Sto lanciando un'iniziativa benefica. Una raccolta di fondi. Una colletta, come si diceva un tempo.
Sto dandomi da fare perché il problema è spesso, perché il mondo non può continuare così, perché si rischia davvero tanto tanto.
Sto raccogliendo soldi per far studiare, di più e meglio, quei traduttori che in occasioni ufficiali o meno vengono chiamati quando si ha a che fare con lingue straniere lontane anni luce da noi.

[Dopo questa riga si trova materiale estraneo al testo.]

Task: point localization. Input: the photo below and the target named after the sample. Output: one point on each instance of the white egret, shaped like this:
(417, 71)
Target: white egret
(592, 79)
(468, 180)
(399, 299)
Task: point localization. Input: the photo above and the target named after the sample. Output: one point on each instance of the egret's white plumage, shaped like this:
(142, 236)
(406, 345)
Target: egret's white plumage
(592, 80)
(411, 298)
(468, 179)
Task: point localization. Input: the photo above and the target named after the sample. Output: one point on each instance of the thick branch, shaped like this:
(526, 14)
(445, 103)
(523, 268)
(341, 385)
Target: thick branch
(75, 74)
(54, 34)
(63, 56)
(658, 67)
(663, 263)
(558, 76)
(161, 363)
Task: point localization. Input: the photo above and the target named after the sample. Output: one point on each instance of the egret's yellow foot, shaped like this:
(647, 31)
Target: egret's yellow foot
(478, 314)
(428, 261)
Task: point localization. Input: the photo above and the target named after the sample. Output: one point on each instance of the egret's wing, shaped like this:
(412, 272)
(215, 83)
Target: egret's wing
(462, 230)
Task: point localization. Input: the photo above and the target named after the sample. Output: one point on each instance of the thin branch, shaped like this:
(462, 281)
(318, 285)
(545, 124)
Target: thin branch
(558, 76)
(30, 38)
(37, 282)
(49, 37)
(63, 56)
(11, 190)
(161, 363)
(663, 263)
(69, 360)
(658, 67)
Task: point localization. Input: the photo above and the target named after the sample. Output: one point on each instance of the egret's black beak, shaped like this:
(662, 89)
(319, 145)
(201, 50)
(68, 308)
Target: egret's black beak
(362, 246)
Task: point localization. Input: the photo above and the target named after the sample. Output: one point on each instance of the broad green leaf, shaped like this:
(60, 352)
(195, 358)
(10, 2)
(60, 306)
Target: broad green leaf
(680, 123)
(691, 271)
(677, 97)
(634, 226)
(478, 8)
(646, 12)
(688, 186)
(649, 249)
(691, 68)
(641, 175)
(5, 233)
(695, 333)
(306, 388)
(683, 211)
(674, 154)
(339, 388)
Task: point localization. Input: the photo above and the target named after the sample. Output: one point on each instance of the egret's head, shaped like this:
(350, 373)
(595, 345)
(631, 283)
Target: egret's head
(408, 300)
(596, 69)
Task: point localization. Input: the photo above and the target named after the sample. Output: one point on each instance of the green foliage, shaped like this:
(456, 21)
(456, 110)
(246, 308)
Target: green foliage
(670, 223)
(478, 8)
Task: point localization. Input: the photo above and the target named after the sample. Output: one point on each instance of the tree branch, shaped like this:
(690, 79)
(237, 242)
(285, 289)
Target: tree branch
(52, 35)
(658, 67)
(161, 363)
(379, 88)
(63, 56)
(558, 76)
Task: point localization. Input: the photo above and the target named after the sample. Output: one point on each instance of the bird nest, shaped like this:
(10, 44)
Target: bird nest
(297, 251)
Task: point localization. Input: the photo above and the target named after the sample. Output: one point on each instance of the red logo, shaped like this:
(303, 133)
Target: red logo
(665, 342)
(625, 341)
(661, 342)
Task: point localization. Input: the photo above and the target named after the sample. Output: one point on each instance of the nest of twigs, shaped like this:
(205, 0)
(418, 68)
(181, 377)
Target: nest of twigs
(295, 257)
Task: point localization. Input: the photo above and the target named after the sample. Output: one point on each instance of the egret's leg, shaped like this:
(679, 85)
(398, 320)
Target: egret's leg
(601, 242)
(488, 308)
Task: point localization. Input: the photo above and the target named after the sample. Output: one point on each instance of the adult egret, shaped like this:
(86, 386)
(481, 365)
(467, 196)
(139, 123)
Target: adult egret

È facile ormai sapere l'inglese, il francese, lo spagnolo e persino il tedesco. È semplice aggirarsi tra i meandri di lingue slave e di sapore ortodosso. È ancora più immediato dilettarsi in discussioni e traduzioni in olandese e in tutte le lingue scandinave, anche quelle di origini uraliche.
Ma oggi la sfida vera sono le lingue dei paesi emergenti: arabo, cinese, indiano.
E infatti il dramma è dietro la porta.
Prima il poveraccio marocchino arrestato a Brembate che, grazie a una traduzione errata, è diventate il mostro dei mostri, l'oggetto degli strali da pate di tutto il mondo cosiddetto civile.
Ora questa 'bufala' incredibile, relativa alla presunta apertura ambientale da parte della Cina, da sempre ostile a qualsiasi coinvolgimento di natura ecologica.
Tra un po', con questo livello di preparazione, Obama parla con Putin, e invece di 'Facciamo la pace, amico mio' qualche pirla traduttore rilancia un secco 'Ti dichiaro guerra, faccia di aringa che non sei altro'.
Oppure qualche cinese che parla con qualche arabo che fa i complimenti di prammatica per le 200 mogli dell'emiro, viene male compreso e gli viene tagliata la gola all'istante.
Insomma il problema incalza e il mondo è appeso a un filo.
In particolare qui da noi. Abbiamo un presidente del consiglio che ogni giorno è costretto a smentire, ridichiarare, rilanciare le proprie dichiarazioni perché mal 'tradotte'. Ogni giorno deve riallineare la percezione con la realtà.
Appena raccolti i soldi, dove li mando? A Roma o a Pechino?